The U.S. Fish & Wildlife Service Indiana Bat Summer Survey Guidance describes the use of approved software programs. As part of their software testing criteria:
As species identifications are never perfect, all analysis programs must utilize a maximum-likelihood estimator approach to determine species presence at the site rather than relying on a single sequence. Post-hoc maximum-likelihood estimator p-values will be used to determine acceptance thresholds for final identification determination. The maximum-likelihood estimator used by Kaleidoscope Pro is based on a 2002 paper by Britzke, Murray, Heywood, and Robbins "Acoustic Identification".
The method described takes two inputs. First, there are the classification results e.g. How many detections of each bat did the classifier find? Second, there is the confusion matrix representing the known error rates across all the classifiers. For example, 70% of MYLU calls are correctly classified as MYLU while 3% of MYLU calls are misclassified as MYSO, etc. The maximum likelihood estimator determines what the most likely distribution of different species are that would result in the observed classifications given the classifier error rate. Then, to calculate P-values, a given species is clamped as absent and the most likely distribution is recalculated. The ratio of the clamped likelihood divided by the original likelihood is the P-value.

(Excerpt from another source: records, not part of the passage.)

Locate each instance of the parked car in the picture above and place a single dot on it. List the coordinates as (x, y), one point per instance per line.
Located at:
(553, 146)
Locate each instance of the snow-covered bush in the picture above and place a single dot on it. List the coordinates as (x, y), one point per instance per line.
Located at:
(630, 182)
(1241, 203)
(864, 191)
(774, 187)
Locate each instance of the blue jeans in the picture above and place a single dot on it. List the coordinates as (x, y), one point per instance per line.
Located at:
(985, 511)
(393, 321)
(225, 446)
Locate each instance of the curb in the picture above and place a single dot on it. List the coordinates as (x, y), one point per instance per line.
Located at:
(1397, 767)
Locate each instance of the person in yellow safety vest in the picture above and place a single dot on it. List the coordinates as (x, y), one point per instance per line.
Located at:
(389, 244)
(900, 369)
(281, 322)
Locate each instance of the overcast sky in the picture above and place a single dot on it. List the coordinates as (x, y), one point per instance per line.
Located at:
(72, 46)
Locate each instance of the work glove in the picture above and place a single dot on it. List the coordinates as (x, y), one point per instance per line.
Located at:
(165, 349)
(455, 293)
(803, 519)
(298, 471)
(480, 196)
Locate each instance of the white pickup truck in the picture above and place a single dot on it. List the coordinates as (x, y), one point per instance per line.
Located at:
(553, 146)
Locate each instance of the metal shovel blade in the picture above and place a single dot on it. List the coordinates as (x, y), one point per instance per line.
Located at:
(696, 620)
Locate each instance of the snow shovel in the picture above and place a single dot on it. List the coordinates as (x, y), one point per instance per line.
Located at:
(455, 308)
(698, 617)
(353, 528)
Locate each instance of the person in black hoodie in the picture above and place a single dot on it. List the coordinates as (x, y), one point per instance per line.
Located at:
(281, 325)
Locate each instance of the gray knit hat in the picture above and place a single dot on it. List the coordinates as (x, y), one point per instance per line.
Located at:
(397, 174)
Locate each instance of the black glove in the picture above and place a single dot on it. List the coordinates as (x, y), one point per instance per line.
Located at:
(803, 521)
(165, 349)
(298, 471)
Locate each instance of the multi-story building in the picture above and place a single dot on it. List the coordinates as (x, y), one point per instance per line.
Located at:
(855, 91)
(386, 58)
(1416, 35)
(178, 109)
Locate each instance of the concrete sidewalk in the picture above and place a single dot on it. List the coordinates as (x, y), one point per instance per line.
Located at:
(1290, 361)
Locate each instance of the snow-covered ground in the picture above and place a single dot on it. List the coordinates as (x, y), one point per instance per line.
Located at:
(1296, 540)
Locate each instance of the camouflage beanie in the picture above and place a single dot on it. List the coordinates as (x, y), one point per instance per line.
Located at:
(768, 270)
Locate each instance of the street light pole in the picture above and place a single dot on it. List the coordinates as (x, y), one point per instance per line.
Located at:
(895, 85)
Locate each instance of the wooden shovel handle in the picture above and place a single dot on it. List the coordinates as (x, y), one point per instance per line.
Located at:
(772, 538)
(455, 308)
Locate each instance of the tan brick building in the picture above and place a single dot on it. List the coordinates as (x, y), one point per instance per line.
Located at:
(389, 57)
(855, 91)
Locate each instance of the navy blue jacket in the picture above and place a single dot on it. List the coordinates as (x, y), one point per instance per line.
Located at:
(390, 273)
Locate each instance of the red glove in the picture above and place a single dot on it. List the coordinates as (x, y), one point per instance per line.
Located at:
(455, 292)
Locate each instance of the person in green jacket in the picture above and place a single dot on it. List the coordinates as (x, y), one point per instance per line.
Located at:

In layman's terms, if we run an automated classifier on a data set, we will end up with a number of classifications for each species found in the data. From this, we want to determine the likelihood of presence or absence by calculating the P-value corresponding to the null hypothesis of absence. A low (near zero) p-value would therefore suggest presence.
For example, suppose we have a classification result with 70 MYLU detections and 3 MYSO detections. Given the error rate between MYLU and MYSO, the 3 MYSO detections are easily explained away as false positives from actual MYLU calls, so the P-value for MYSO in this case would be expected to be very high (unlikely present). On the other hand, if we have 70 MYLU detections and 20 MYSO detections, it is harder to explain away all 20 MYSO detections as false positives from actual MYLU calls, so the P-value for MYSO in this case would be expected to be very low (likely present).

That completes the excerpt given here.